If it were just a matter of the poorest people having poor health and the richest having the best health, then health could be linked mainly to living conditions in the environment. However, since this effect occurs across the entire range of income, social class and living conditions, the relationship is clearly more complex than that.

For example, research shows that the degree of control that people have over their lives is related to their wealth and their health. This is especially true when it comes to dealing with stresses that they encounter, and the choices that they have. People with more money, education and status tend to have more control and choices over things like where they live, and their salary and working conditions.

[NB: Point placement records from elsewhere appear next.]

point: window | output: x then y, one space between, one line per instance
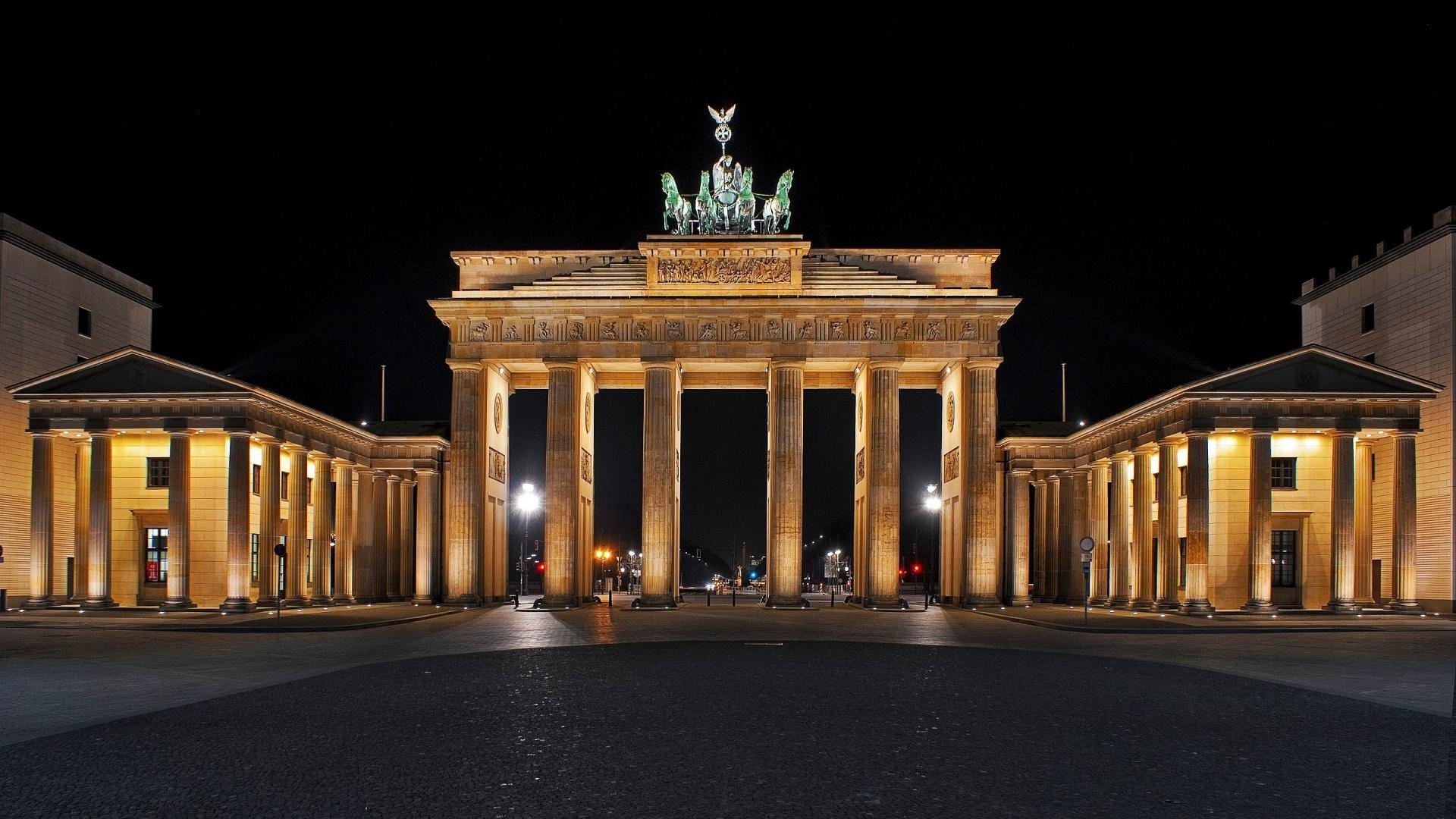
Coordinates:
156 556
1282 472
158 472
1282 557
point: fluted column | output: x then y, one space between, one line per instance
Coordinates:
981 483
1097 518
463 541
1142 554
270 516
79 583
1196 591
786 483
1261 529
98 575
1341 522
344 532
239 523
1402 547
1166 595
427 534
180 522
1018 504
660 411
322 528
1119 542
42 519
1053 564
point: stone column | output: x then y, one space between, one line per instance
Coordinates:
1166 594
463 541
660 411
42 519
98 575
1142 554
981 483
322 528
270 518
427 534
180 521
344 532
406 539
1261 535
563 475
1341 522
1119 544
297 569
1365 507
79 583
1038 535
392 538
1196 592
1402 547
1053 564
786 483
1018 503
1097 525
239 523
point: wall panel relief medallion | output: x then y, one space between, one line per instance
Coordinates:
731 270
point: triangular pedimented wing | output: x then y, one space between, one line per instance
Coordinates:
128 372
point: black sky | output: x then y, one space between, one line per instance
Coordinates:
1156 207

Recent studies also show that this works biologically as well as socially in people’s lives. Their bodies are more vulnerable to disease when people have little control and few options, and have trouble coping with stress as a result. This is because their immune and hormonal systems will weaken in response to these unfavourable conditions.

For a long time we have heard people talk about the connection between people’s living conditions and their health. However, until recently there was little hard evidence to support these assumptions. Now, there are research findings demonstrating not only that economic conditions influence health, but also how this happens.

References

Jin R.L.; Shah, C.P. & Svoboda, T.J. The Impact of Unemployment on Health: A Review of the Evidence. Canadian Medical Association Journal, September, 1995, 153(5), p 529-540.

Burstein, M. (2005). “Combating the Social Exclusion of At-Risk Groups.” Policy Research
Initiative, Government of Canada.

Gutman, L., A. Sameroff and R. Cole. (2003). “Academic Growth Curve Trajectories From 1st
Grade to 12th Grade: Effects of Multiple Social Risk Factors and Preschool Child Factors.”
Developmental Psychology 39 (4): 777-790.

Pagani, L., B. Boulerice, F. Vitaro and R. Tremblay. (1999). “Effects of Poverty on Academic
Failure and Delinquency in Boys: A Change and Process Model Approach.” Journal of Child
Psychology and Psychiatry 40 (8): 1209-1219.